After much pondering I realize that there are millions of Americans who are afraid that their identity, safety, and lifestyle are falling apart and disappearing. They look around at closed factories, lost jobs, vacant Main Streets, crumbling communities, drug addiction, and children who are lost to them in a digital maze. They feel that the institutions they depended on have abandoned them. There are economic insecurities, especially after the great recession of 2007-2009 caused by irresponsible banks and subprime mortgages. The banks not only failed them, but actually took advantage by getting them in greater debt then they could afford. And though America has largely recovered from that downfall, the rising stock market over the last 4 years means nothing to people with no equity, investments or savings. There is a sense of being left out of the economic increase. Corporations, factories and businesses are no longer a committed partner to a strong local community by bringing in jobs, health care, and pride to help America grow. Instead corporations are massive global industries that move operations out of the country for cheap labor and regulations where they pay more attention to providing strong returns for their stockholders. Churches, which were the backbone of community are in decline, caught up in scandal or use the teaching of Christ as a political stick to beat social issues of gay marriage, abortion, and LGBT rights. Technology has stolen jobs as banks tellers, grocery clerks, cashiers and now even drivers, become unnecessary. Environmental regulations have shuttered coal production and fracking has polluted their wells and water. No wonder there is despair.
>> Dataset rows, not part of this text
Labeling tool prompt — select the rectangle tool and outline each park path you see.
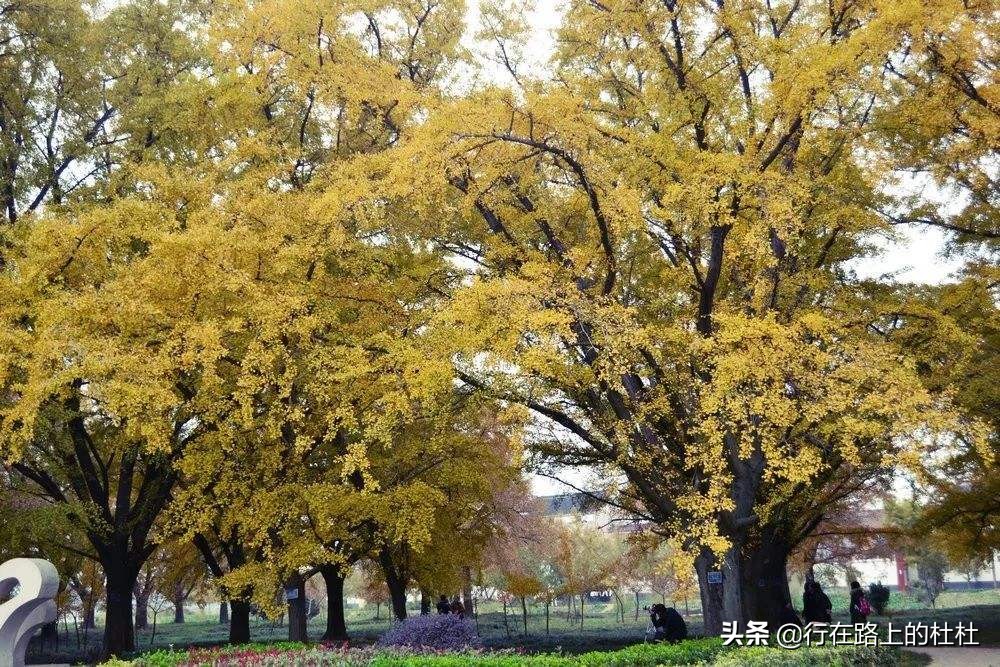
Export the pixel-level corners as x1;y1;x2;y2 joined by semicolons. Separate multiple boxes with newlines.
912;646;1000;667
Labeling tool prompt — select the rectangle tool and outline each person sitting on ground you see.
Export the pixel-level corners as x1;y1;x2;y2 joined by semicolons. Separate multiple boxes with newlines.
778;602;802;627
649;604;687;642
851;581;872;625
451;595;465;618
802;580;833;623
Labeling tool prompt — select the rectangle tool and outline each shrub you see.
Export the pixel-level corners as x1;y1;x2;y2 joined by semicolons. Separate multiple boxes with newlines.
712;646;899;667
378;614;481;651
371;639;728;667
868;581;889;616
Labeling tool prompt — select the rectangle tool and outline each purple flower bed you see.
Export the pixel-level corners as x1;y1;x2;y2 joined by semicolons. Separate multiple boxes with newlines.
378;614;482;651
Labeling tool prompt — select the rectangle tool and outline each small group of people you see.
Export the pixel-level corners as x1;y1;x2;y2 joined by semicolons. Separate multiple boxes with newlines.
437;595;465;618
786;579;872;625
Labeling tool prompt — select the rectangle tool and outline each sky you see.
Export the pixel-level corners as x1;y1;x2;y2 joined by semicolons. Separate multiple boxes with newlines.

It is much easier to seek simple explanations for the loss of all they have known and the sense of being left behind and not getting their fair share. It is easier to blame Muslims, Mexicans, and immigrants than to look at the fact that in the last 20 years changes in America have been happening at such a dizzying speed than we have been thrown off balance. I think of the 1919 poem by William Butler Yeats:
Turning and turning in the widening gyre
The falcon cannot hear the falconer;
Things fall apart; the centre cannot hold;
Mere anarchy is loosed upon the world,
The blood-dimmed tide is loosed, and everywhere
The ceremony of innocence is drowned;
The best lack all conviction, while the worst
Are full of passionate intensity.
I do not want my grief and my tears to keep me from seeing the truth. And the truth is that we are in perilous times, more perilous than I thought or wished to acknowledge. And I don't think having bitterness in defeat will help. I feel compassion for all those people who were concerned about the crumbing structure of their own reality and who
believed the lies of a carnival con man because at least that was something to believe in. And I have concern for those same millions who will feel abandoned one more time when Trump's policies run roughshod over his promises. This beautiful song,
Don't Give Up, by Peter Gabriel with Kate Bush sheds some light on the hopelessness many feel and might touch a cord of empathy and compassion that can bring a healing balm. Maybe we can come together, find a way to heal the division, find a way to heal the nation, find a way to repair this world. We are stronger together, and that doesn't stop being true just because the campaign is over.